The thing is 'force' is not always the most descriptive word for the behavior
that you propose enabling with --force.

For the reset command in particular there is a --soft counterpart to --hard. They
are both modifiers on the term 'reset' i.e. a 'soft reset' or a 'hard reset'. The
default is wbat is called a 'mixed reset'.

'gc' is another command that has been mentioned along with its '--aggressive' option.
--force does not seem to make sense here either, since we are not necessarily forcing
anything to happen in the sense of overriding some safe guard. What is happening is
that possibly more cpu-intensive options are being selected when repacking (compressing)
the repository.

> Consider branch which has
> both "branch -[MD]" and "branch -f" in the same subcommand. What's wrong with
> "branch -[md] -f"?

I am inclined to agree here. I'm not sure why the options for 'git branch' were
created this way. I too have thought that a -f modifier on -m and -d would be
more intuitive.

> Of course --hard encourages one to read the manpage. However, git is using a
> bunch of new terms for things, and uses at least those three different methods
> to indicate command danger. Lets look at the working on the manpage:
> 
> "Matches the working tree and index to that of the tree being
> switched
> to. Any changes to tracked files in the working tree since <commit>
> are lost."
> 
> ^^^^^^^^^^^^^^^^^^^^^^^^^^^^^^^^^^^^^^^^^^^^^^^^^^^^^^^^^^^^^^^^^^^^^^^^^
> 
> I interpreted this as "any [non committed changes] to tracked files in the
> working tree since <commit> are lost."  I don't this this was a naive
> interpretation. I still think that's the way it reads after this whole
> conversation.

I think the reason it only says that uncommitted changes are lost is because
the committed changes are not lost even though they may become unreachable
from the head of the current branch. They are still reachable at least from
the reflog, so they are not lost. The uncommitted changes _are_ lost and are
unrecoverable.

> I'll work on my first patch for git:
> 
> -> "References to any working tree changes, and pulled changes, AND COMMITTED
> CHANGES to tracked files in the branch after <commit> will be dropped, causing
> them to be removed at the next garbage collect.".

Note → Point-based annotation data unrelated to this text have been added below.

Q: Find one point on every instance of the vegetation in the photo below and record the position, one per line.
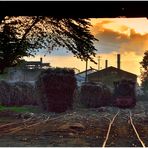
(23, 35)
(17, 109)
(144, 73)
(55, 88)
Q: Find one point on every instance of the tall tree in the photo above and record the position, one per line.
(144, 73)
(42, 32)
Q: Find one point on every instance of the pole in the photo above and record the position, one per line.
(86, 70)
(99, 62)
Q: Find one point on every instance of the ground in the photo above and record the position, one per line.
(78, 127)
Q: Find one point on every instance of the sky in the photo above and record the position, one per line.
(127, 36)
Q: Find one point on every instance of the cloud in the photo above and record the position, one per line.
(123, 40)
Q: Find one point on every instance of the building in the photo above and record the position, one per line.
(110, 74)
(36, 64)
(28, 71)
(80, 77)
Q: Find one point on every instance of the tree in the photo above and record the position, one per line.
(25, 34)
(144, 73)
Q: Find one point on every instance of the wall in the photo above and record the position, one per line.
(23, 74)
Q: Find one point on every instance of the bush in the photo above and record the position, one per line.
(95, 95)
(17, 93)
(55, 88)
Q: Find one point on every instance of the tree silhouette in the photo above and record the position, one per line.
(25, 34)
(144, 73)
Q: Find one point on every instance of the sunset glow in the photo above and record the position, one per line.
(127, 36)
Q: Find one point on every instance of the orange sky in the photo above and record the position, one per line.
(127, 36)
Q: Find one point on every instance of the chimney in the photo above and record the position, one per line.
(41, 60)
(118, 61)
(106, 63)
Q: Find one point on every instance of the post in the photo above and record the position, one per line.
(106, 63)
(86, 69)
(118, 61)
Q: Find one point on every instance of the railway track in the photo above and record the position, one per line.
(135, 133)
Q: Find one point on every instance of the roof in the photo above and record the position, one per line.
(85, 71)
(114, 68)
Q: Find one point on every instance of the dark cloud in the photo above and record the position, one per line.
(110, 40)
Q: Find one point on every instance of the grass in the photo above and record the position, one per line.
(22, 109)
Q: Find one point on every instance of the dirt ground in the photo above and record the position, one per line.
(80, 127)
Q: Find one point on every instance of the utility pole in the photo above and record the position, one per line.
(99, 58)
(86, 69)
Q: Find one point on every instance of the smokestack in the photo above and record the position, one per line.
(118, 61)
(41, 60)
(106, 63)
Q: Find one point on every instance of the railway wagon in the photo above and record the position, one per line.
(124, 94)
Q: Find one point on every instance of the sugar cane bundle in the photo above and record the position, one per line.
(17, 94)
(56, 88)
(95, 95)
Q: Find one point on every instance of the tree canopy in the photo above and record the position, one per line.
(144, 72)
(24, 35)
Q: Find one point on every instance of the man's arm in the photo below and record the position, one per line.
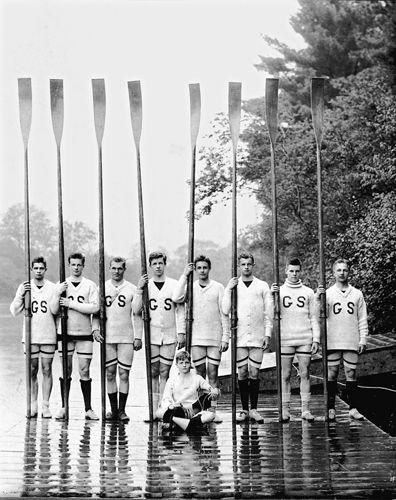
(18, 304)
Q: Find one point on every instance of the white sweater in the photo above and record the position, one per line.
(346, 318)
(210, 325)
(43, 329)
(84, 302)
(166, 318)
(255, 312)
(121, 327)
(299, 315)
(183, 389)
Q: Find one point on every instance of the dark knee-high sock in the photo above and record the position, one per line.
(351, 390)
(331, 393)
(86, 390)
(123, 398)
(113, 402)
(68, 382)
(254, 385)
(244, 393)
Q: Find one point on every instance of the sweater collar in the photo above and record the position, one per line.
(293, 285)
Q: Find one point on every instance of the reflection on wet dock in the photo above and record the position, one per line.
(42, 458)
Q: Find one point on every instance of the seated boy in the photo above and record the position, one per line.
(181, 395)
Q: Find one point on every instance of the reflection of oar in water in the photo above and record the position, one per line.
(271, 111)
(25, 118)
(317, 105)
(135, 104)
(195, 113)
(99, 102)
(234, 116)
(56, 91)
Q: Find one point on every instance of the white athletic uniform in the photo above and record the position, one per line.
(210, 325)
(166, 318)
(255, 311)
(347, 326)
(43, 329)
(299, 315)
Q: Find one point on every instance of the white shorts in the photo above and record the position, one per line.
(200, 354)
(45, 350)
(252, 356)
(288, 351)
(163, 353)
(350, 358)
(121, 354)
(84, 348)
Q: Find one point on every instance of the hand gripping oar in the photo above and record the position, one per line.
(317, 105)
(135, 105)
(25, 118)
(99, 102)
(271, 112)
(234, 116)
(195, 115)
(57, 114)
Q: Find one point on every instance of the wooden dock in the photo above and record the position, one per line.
(345, 459)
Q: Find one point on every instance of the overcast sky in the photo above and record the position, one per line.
(166, 45)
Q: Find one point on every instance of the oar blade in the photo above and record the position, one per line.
(195, 111)
(57, 110)
(317, 107)
(135, 105)
(234, 110)
(25, 107)
(99, 101)
(271, 107)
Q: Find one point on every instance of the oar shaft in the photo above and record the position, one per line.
(27, 298)
(322, 277)
(102, 298)
(62, 277)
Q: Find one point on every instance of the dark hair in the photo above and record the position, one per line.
(245, 255)
(181, 355)
(202, 258)
(77, 255)
(39, 260)
(157, 255)
(294, 261)
(119, 260)
(341, 261)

Uncommited working tree changes are gone immediately. Anything that has already
been committed will be garbage collected only after it is not referenced by
anything else in the repository. A reference will be maintained in the reflog
for at least 30 days (by default).

> 
> -- Brandon Casey wrote:
>> After saying all of that, here is how I think you _should_ have done things.
>> Notice I _did_not_ use 'reset --hard'.
> 
> I was told that I can safely do "git checkout origin/master" instead of "reset
> --hard" to get back to the pull point, in case I didn't branch ahead of time.

I think 'git checkout origin/master' would be a little odd since this is usually
a remote tracking branch. 'git checkout -b mymaster origin/master' or similar
would be more common. This creates a new branch named 'mymaster'.